Şehir devletleri meselesiyle de ilgili bir iki şey söylüyorum. Dünya medeniyeti tarih sahnesine şehir devletleriyle çıktı yani Sümer’de Ur, Uruk, Lagaş, işte bugünkü Yunanistan’da Atina, Isparta, Roma, bunların birçoğu birer şehir devletiydi, şehir medeniyetiydi. Yani şehir devletlerinin olmasını da ben bugünkü dünyada bir felaket ve kötü bir durum olarak görmüyorum. Dünya belli metropollerin ve kültür havzalarının etrafında aynen geldiği yöne doğru gidiyor, başladığı noktaya, şehir devletlerine doğru gidiyor. Fakat, önemli olan, bu şehirlerin baş şehri neresi olacak? Yani biz bu şehirlerin bir cazibe merkezini oluşturabilecek miyiz, bütün şehirlerin anasını oluşturabilecek miyiz, esas önemli olan odur. Yani bunları da yeri gelmişken söyleme ihtiyacı hissettim.
Teşekkür ederim. Fazla uzatmayayım.
ATİLLA KART (Konya) – Evet, teşekkür ederim arkadaşlar.
Zannediyorum kifayeti müzakere noktasına geldik. Ben üç dört cümleyle, yeni bir tartışmayı falan da açmak istemiyorum ama düşüncelerimi ifade etmek istiyorum. Sorunuza yüzde 100 katılıyorum, bizim projemiz nedir? Olay bu yani, o nedir? Bizim dışımızda emperyal hesaplar hep oldu, hep olacaktır yani bu, o tarihî süreç içinde kaçınılmaz. Sorun, o emperyal projelere karşı biz nasıl bir duruş sergiliyoruz, biz kendi çıkarlarımıza sahip çıkabiliyor muyuz, bu sorumluluğa sahip miyiz, bu duyarlılığa sahip miyiz? Bu çerçevede, bütün darbelerin uluslararası boyutları, bağlantıları olduğuna ben de şahsen inanıyorum, onu da ifade edeyim yeri gelmişken.

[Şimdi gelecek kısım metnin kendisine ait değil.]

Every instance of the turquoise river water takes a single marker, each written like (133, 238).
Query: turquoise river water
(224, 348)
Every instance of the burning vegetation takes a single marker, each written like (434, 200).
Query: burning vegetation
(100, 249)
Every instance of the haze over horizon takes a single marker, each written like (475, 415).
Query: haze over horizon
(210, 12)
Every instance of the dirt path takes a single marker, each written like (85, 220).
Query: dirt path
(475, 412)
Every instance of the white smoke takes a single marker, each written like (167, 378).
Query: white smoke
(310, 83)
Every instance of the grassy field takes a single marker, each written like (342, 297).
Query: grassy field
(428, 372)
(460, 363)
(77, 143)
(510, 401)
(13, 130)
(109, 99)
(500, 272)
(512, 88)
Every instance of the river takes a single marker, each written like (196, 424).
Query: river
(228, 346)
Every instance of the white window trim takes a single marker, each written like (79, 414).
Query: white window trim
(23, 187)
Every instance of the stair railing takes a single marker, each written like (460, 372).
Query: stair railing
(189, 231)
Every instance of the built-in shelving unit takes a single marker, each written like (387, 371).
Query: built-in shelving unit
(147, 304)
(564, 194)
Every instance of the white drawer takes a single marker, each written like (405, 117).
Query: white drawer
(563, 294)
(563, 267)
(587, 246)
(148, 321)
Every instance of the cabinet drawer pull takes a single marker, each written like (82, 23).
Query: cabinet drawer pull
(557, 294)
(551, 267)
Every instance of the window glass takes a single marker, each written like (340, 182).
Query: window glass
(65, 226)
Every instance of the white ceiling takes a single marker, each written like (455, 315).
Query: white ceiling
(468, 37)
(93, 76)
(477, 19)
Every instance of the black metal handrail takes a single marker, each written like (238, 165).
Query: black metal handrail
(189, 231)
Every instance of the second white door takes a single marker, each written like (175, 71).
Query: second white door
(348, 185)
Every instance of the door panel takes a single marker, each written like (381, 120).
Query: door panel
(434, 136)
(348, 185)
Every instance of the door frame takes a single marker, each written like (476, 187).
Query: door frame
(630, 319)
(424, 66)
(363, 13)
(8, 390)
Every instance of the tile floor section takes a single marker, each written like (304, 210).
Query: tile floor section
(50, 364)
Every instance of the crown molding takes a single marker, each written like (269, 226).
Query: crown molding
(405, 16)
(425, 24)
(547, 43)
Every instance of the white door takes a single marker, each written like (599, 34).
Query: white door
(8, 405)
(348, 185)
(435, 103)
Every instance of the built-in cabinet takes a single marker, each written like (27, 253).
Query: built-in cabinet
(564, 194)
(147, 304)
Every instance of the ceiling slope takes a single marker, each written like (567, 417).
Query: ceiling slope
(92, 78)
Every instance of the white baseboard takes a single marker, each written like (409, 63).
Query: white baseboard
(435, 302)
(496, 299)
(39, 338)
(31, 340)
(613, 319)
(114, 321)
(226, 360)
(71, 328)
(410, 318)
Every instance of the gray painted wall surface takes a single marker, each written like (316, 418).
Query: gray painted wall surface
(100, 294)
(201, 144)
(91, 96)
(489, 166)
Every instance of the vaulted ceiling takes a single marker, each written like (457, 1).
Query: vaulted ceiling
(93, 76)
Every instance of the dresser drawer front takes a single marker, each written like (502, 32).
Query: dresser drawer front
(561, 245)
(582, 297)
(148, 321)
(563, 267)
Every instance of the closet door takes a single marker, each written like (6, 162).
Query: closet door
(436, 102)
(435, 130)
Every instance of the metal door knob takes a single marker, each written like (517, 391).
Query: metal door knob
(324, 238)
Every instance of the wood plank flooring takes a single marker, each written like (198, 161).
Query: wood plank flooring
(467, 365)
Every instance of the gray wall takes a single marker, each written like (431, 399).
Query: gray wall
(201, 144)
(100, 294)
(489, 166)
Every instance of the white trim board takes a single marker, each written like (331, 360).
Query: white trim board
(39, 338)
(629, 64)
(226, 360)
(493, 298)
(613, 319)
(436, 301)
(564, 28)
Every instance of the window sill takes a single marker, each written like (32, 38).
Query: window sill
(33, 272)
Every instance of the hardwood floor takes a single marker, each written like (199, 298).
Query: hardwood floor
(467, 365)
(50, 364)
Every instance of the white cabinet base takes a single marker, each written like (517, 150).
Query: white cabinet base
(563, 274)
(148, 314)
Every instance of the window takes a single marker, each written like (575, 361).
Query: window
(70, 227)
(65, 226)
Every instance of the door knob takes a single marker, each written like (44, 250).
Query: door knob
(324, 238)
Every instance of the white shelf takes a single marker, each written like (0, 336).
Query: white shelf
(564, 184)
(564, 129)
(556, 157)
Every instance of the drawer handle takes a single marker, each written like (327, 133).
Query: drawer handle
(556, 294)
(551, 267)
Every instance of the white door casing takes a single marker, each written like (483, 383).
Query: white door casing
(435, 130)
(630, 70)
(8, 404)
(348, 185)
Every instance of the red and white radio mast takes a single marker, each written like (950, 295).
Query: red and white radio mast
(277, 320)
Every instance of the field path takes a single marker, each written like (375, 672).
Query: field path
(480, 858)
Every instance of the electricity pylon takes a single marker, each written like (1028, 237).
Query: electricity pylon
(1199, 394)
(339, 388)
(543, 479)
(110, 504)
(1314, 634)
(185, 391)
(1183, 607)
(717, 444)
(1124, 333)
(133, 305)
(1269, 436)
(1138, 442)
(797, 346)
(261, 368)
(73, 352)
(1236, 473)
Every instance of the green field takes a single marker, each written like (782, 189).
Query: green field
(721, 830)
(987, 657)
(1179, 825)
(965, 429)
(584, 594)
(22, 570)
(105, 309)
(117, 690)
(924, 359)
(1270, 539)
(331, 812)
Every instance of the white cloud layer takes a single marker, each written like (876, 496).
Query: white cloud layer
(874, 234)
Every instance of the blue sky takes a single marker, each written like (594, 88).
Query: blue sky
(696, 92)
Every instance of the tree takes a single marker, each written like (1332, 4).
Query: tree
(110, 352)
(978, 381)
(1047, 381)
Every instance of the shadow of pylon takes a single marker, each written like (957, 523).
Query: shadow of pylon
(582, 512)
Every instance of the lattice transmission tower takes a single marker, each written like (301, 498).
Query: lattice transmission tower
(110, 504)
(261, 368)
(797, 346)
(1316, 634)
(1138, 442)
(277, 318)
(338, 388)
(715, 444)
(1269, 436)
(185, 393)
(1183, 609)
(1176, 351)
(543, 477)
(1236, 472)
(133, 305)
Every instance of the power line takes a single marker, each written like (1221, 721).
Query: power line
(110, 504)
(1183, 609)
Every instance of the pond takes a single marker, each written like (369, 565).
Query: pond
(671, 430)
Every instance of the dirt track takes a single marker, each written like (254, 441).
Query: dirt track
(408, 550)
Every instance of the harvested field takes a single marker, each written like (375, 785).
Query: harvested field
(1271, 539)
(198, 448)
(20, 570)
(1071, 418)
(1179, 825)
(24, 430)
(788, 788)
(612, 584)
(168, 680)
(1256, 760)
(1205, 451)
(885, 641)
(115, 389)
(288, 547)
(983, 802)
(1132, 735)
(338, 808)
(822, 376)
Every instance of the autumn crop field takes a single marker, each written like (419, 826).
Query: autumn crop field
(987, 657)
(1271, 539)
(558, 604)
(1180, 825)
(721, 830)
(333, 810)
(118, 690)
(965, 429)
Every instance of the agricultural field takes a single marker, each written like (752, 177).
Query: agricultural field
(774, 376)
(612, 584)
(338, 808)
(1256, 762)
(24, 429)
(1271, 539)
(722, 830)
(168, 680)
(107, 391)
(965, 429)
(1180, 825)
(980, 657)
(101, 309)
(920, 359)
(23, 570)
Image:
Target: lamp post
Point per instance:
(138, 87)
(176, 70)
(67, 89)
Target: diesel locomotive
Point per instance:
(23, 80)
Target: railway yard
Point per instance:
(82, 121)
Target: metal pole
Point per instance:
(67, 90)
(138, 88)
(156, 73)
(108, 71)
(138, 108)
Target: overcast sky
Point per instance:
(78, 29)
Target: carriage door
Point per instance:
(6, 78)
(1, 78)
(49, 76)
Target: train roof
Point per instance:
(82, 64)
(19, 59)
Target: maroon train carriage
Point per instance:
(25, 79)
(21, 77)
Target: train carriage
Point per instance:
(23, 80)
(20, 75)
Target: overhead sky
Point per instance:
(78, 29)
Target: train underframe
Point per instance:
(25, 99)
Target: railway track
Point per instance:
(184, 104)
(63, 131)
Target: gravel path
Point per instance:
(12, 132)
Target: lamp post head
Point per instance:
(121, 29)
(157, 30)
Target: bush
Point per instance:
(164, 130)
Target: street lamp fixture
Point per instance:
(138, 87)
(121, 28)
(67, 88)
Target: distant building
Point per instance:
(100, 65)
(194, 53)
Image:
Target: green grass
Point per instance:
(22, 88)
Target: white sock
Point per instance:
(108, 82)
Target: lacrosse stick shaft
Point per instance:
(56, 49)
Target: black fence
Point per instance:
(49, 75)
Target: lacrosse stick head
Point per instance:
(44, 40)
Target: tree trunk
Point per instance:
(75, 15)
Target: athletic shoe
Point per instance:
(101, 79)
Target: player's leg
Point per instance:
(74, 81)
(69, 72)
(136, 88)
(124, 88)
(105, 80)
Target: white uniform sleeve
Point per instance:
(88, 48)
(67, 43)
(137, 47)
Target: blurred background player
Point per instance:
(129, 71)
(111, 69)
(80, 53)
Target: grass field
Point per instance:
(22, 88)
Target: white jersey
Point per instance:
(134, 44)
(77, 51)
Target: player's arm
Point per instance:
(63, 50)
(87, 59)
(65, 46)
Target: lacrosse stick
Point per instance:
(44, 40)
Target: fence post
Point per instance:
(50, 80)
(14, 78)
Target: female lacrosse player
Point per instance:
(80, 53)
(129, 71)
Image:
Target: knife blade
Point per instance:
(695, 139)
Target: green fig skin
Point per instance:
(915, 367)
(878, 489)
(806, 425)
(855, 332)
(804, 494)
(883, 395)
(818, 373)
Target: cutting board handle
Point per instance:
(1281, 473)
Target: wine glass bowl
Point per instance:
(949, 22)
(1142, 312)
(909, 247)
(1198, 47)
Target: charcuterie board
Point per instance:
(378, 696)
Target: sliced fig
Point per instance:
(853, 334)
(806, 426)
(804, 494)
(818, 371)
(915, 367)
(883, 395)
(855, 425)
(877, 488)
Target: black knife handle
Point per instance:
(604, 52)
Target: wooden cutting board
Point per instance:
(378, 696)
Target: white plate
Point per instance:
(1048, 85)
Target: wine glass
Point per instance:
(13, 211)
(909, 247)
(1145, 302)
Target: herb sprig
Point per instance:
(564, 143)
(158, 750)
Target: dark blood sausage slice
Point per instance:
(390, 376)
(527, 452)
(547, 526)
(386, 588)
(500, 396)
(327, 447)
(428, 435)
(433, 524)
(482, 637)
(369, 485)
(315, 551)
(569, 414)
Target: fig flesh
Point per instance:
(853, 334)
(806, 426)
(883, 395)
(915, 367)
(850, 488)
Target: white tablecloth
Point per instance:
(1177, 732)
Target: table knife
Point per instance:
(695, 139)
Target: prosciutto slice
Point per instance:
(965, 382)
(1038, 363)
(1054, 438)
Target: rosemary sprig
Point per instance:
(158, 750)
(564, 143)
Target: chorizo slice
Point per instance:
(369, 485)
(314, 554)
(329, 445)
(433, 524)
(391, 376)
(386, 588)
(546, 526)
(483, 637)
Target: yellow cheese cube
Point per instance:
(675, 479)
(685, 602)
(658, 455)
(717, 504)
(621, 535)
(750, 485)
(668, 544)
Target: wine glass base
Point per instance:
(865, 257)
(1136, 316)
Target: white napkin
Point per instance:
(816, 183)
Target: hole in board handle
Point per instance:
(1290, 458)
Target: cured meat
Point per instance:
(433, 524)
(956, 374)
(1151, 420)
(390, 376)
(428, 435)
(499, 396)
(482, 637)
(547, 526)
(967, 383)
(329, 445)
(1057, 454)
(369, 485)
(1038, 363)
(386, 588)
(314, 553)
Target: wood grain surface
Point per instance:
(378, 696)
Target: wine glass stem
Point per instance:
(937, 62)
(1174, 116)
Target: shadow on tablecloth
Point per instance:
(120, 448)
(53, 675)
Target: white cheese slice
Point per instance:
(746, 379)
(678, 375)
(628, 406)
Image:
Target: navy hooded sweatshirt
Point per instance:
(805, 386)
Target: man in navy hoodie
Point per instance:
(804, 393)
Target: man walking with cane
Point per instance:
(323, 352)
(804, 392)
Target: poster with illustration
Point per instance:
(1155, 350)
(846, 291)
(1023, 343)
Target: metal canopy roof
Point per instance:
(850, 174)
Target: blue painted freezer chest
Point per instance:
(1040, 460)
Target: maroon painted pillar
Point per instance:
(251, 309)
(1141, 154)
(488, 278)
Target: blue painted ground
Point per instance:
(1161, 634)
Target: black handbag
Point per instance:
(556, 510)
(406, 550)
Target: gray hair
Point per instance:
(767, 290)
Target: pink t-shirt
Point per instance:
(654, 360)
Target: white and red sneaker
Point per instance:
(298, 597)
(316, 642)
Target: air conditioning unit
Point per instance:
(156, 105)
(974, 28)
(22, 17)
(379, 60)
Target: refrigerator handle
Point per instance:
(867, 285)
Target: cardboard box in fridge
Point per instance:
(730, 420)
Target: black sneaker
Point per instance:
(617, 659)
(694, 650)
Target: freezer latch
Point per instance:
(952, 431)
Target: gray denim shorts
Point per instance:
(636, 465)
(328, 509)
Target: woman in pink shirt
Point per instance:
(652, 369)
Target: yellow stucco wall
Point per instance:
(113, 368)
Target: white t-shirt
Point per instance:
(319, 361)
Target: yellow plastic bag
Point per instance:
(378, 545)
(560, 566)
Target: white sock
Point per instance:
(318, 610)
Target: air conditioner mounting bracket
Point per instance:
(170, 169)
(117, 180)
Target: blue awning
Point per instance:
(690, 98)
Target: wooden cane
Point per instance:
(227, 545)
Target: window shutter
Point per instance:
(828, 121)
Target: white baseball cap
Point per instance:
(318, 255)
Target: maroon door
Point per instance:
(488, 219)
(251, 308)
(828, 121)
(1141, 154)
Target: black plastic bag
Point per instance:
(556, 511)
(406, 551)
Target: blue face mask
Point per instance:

Yine bu çerçevede darbeler arasında bir kıyaslama yapmak, bu da ayrı bir bahis, bu da ayrı bir tartışma konusu. Burada, bu anlamda yeni bir tartışmayı da açmaya gerek görmüyorum. 27 Mayıs, 12 Eylül, efendim, hangisi daha iyi darbedir, hangisi daha kötü darbedir, bunların tartışmasına girmiyorum ama bunlar uluslararası boyutları olan, dinamikleri olan konular diye değerlendiriyorum. Bütün bunların ötesinde şunu özellikle ifade etmek istiyorum: Günümüzde acaba bizler uluslararası birtakım projelere ne ölçüde durabiliyoruz, dayanabiliyoruz, bir tavır koyabiliyoruz? Bunu da yeri gelmişken değerlendirelim. Günümüzde de uluslararası projeler var, işte, Genişletilmiş Orta Doğu Projesi -Büyük Orta Doğu Projesi- bunları, Türkiye’nin bugün yaşadığı bu süreçleri biz Cumhuriyet Halk Partisi olarak 2003’ten bu yana, 1 Mart tezkeresinden bu yana anlatıyoruz ve bunların mücadelesini veriyoruz. Bu projelerde acaba bizler de rol alıyor muyuz doğrudan ya da dolaylı olarak? Bunu da herhâlde ayrıca gözden geçirmek gerekir, ayrıca sorgulamak gerekir. Çok genel ifade ediyorum, üstüne alınan olur olmaz ama Türkiye’nin yakın tarihinden söz ediyorum, günümüzden söz ediyorum. Bunları sağlıklı bir şekilde değerlendirmeden, bu noktadaki sorumluluğumuzu irdelemeden, elli yıl evvel, altmış yıl evvelini bugünkü sorunlarımızın temel kaynağı olarak göstermenin ben çok da gerçekçi bir değerlendirme olmadığı kanısındayım.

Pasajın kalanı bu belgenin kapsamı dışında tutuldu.